A convex spherical mirror has a radius of curvature of 10.0 cm. Calculate the location and size of the image formed of an 8.00-mm-tall object whose distance from the mirror is
(a) 15.0 cm, (b) 10.0 cm, (c) 2.50 cm, and (d) 10.0 m.
To determine the location and size of the image formed by a convex spherical mirror, you can use the mirror formula and magnification formula.
The mirror formula is given by:
1/f = 1/dᵢ + 1/dₒ
where f is the focal length of the mirror, dᵢ is the image distance, and dₒ is the object distance.
The magnification formula is given by:
m = -dᵢ/dₒ
where m is the magnification of the image.
In this case, the radius of curvature (R) of the mirror is given as 10.0 cm.

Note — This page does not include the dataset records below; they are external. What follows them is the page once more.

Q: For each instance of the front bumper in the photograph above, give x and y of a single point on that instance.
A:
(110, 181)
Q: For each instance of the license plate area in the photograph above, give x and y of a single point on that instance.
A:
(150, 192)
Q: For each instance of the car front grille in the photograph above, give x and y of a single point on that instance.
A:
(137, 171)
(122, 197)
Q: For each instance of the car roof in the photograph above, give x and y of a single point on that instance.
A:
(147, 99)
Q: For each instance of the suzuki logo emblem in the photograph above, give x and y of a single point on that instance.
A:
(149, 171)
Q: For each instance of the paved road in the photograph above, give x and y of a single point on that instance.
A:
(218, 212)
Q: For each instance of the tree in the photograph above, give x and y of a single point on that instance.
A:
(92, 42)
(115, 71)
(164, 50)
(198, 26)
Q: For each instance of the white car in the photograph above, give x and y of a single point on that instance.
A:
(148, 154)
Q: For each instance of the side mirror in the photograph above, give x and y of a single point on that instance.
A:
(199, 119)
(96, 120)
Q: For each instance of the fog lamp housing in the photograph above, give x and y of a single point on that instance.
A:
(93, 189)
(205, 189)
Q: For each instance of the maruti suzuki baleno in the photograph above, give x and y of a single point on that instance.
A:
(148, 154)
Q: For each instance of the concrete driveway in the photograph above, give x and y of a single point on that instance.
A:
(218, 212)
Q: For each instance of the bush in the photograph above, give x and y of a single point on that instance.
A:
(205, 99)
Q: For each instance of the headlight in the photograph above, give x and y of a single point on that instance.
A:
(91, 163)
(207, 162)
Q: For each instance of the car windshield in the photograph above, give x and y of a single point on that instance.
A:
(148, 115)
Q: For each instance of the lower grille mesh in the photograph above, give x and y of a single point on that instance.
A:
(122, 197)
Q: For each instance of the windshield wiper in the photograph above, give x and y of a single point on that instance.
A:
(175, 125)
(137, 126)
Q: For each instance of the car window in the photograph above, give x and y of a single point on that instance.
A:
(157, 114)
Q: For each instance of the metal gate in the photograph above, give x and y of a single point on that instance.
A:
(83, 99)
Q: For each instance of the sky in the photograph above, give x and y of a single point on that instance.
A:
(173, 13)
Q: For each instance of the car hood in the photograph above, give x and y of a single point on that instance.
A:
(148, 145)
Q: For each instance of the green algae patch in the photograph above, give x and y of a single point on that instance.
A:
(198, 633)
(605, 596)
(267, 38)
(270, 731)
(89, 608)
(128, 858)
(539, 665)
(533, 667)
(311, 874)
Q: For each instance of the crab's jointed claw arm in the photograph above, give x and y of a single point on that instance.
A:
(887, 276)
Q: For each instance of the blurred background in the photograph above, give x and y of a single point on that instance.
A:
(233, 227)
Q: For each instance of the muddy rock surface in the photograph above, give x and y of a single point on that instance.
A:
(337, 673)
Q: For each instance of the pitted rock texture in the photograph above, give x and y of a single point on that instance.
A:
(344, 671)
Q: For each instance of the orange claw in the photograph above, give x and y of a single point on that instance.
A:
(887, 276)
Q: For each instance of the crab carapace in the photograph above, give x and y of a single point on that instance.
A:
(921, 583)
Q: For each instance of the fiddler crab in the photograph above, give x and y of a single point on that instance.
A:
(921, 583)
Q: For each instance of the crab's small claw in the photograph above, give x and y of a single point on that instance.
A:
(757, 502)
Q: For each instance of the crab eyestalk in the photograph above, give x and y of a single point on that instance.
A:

For a convex mirror, the focal length (f) is half the radius of curvature: f = R/2 = 10.0 cm / 2 = 5.0 cm.
Now, let's calculate the location and size of the image for each case:
(a) When the object distance (dₒ) is 15.0 cm:
Using the mirror formula: 1/5.0 = 1/dᵢ + 1/15.0
Simplifying: 3/dᵢ = 1/5.0
Rearranging: dᵢ = 5.0/3 ≈ 1.67 cm
Using the magnification formula: m = -dᵢ/dₒ = -1.67/15.0 ≈ -0.11
Therefore, the image is formed at approximately 1.67 cm from the mirror, and it is about 11% of the size of the object, but inverted.
(b) When the object distance (dₒ) is 10.0 cm:
Using the mirror formula: 1/5.0 = 1/dᵢ + 1/10.0
Simplifying: 2/dᵢ = 1/5.0
Rearranging: dᵢ = 5.0/2 = 2.50 cm
Using the magnification formula: m = -dᵢ/dₒ = -2.50/10.0 = -0.25
Therefore, the image is formed at 2.50 cm from the mirror, and it is 25% of the size of the object, but inverted.
(c) When the object distance (dₒ) is 2.50 cm:
Using the mirror formula: 1/5.0 = 1/dᵢ + 1/2.50
Simplifying: 7.50/dᵢ = 1/5.0
Rearranging: dᵢ = 7.50/5.0 = 1.50 cm
Using the magnification formula: m = -dᵢ/dₒ = -1.50/2.50 = -0.60
Therefore, the image is formed at 1.50 cm from the mirror, and it is 60% of the size of the object, but inverted.
(d) When the object distance (dₒ) is 10.0 m:
Using the mirror formula: 1/5.0 = 1/dᵢ + 1/1000.0
Simplifying: 2000.0/dᵢ = 1/5.0
Rearranging: dᵢ = 2000.0/5.0 = 400.0 cm
Using the magnification formula: m = -dᵢ/dₒ = -400.0/1000.0 = -0.40
Therefore, the image is formed at 400.0 cm (or 4.00 m) from the mirror, and it is 40% of the size of the object, but inverted.